Loomis Foundation to Host Free Active Shooter and Situational Awareness Seminar | Education

WATERTOWN – The Garrett W. Loomis Foundation, in partnership with the Northern New York Community Foundation, will host a free active shooter and situational awareness seminar in early April.
Annual seminars held through the foundation help educate and train professionals and volunteers on important issues related to protection, service and community assistance. Seminars have been offered for several years, except for the last two due to the COVID-19 pandemic. The foundation tends to choose subjects a few years in advance, so this subject was chosen three years ago, before the fatal shooting at Watertown’s Bridgeview Real Estate Services in April 2021.
Theodore G. “TG” Kolb II was brought into the foundation about a year after its creation. Having been a volunteer fire investigator in Jefferson County, he had known Garrett W. Loomis for years, so joining the foundation was personal to him.
Mr Loomis was a graduate of Sackets Harbor Central School and a local firefighter for nine years when he was killed in the line of duty after the silo fire he was trying to put out caused an explosion in 2010 The purpose of the foundation, Mr Kolb says, is to push for legislation – Mr Loomis was killed in an oxygen-limiting silo.

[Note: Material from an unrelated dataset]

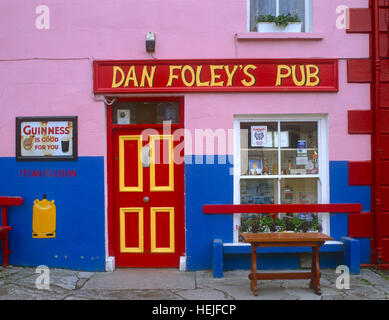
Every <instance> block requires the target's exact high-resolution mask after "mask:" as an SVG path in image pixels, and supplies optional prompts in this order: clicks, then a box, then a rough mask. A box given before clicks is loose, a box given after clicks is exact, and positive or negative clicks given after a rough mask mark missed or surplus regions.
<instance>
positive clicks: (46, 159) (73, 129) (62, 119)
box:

“He was 26 and he was killed when an oxygen-limiting silo blew up just because people weren’t 100% sure, and they ended up putting water in an oxygen-limiting silo. oxygen and it exploded,” Mr. Kolb said.
He noted that a federal agency had investigated and issued a report with recommendations, as it has for similar fatal events, for warning signs on oxygen-limiting silos.
When the foundation started its first seminar, it made signs and passed them out to everyone who attended. Mr. Kolb said the foundation has asked lawmakers about the silo closet and continues to ask, and shared that it’s frustrating that it can’t get anyone to introduce silo closet legislation.
Always working towards this goal of legislation and preventing further tragedies, Mr. Kolb said the foundation rejoices in knowing that it provides the community with important and potentially life-saving educational opportunities.
“We hadn’t seen anything like it in the area, so we thought maybe an active shooter would be something good that would give a good education,” Mr. Kolb said of the upcoming seminar. “We’re always looking for something to give people – police, fire, EMS and everyone – something a little different and something they might not know much about that could help them. “
The foundation has also geared this program toward school communities, the banking and office industries, and security. The ninth annual seminar will be held from 9 a.m. to 1 p.m. on April 2 as part of the Garrett W. Loomis Educational Series on Fire Safety at the Sturtz Theater at Jefferson Community College. Registration is open at www.surveymonkey.com/r/9HRHLG2. Walk-ins are welcome.
The foundation will use Crisis Consulting Group, a veteran-owned company headquartered in Virginia. This seminar is available free of charge through a grant from the Garrett W. Loomis Foundation and the Northern New York Community Foundation.
The hope is to engage not only professional firefighters and first responders, but also employers in the for-profit and non-profit sectors in the region. This year’s topic also applies to schools, hospitals, businesses and more.